First, the plastic is shredded and any contaminants such as grit, glass and metal are removed. The shredded plastic mix is then melted and pressurised, before supercritical steam is applied.
The mix is further heated, and plastics are broken down into liquid hydrocarbons and gas. After the conversion, energy reclaimed from depressurisation is used to drive product separation, while the recovered process gas is reused to generate the critical steam.
The end products span a range of valuable, liquid hydrocarbon products including naphtha, distillate gas oil, and heavy gas oil which is used to make chemicals, oils, speciality plastics and wax.
Vitally, new materials made from the recycled feedstock are suitable for use in food-contact packaging material. This is currently a problem area for mechanical recycling systems whose products do not meet European Food Standard Agency requirements.
Described as a "world-first” by Mura, the facility, which was awarded a £4.42m (US$5.5m) grant from Innovate UK, aims to process about 20,000 t/y of plastic waste, rising to 80,000 t/y when the site is fully complete. This will reduce CO2 output by an estimated 120,000 t/y compared to incineration. And, as there is no limit to the number of times the same material can be recycled, HydroPRS has the potential to significantly reduce single-use plastics and permanently increase material circularity in the plastics industry, the firm said.
Mura expects to deliver the first recycled hydrocarbon products from the plant to their off-take customers in early 2024.
Steve Mahon, Mura Technology's CEO, hailed the opening of the new facility as "a ground-breaking” achievement and the culmination of four years of dedication. "Our HydroPRS process is unlocking a new market for plastic waste, creating value and keeping both plastic and carbon in circularity," he said. "The technology works alongside existing mechanical recycling to ensure no plastic types are considered ‘unrecyclable' and require incineration or landfilling."
Along with the Teesside plant, the firm has a licencing agreement with Mitsubishi Chemical Corporation (MCC) which is developing a 20,000 t/y HydroPRS plastics recycling facility in Japan. Mura is also eyeing potential sites in the USA and Germany, as it looks to recycle one million tonnes of plastic annually by the end of the decade.
Poor plastic waste management has become such a problem globally that around eight million tonnes of it ends up in our oceans each year. To help industry make the changes needed to curb the spread of more plastic waste, trade body Plastics Europe has recently revealed a “radical plan” to completely redesign the European plastics sector.
In its report, the organisation recommends a shift towards circular practices such as recycling, biomass-based production, and carbon capture, as well as investing in joint infrastructure for hydrogen, renewable energy, and CCS. It also calls on the EU to develop an equivalent to the US Inflation Reduction Act (IRA) to support climate and low-carbon programmes.
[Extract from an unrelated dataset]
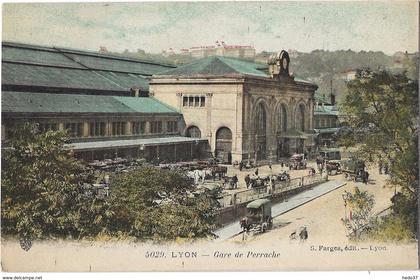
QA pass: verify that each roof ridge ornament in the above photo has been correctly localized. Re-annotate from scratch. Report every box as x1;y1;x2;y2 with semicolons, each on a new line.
268;50;291;80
Marco ten Bruggencate, president of Plastics Europe, said the roadmap, dubbed the Plastics Transition, is an invitation to policymakers and value chain members to collaborate and progress quicker. “We’re under no illusion about the scale and the complexity of this generational task – it’s immense,” he said. “We’ve already gone through a profound cultural shift as an industry, but the political, technological, commercial revolution which needs to take place to achieve this will really make this initiative our industry’s moonshot.”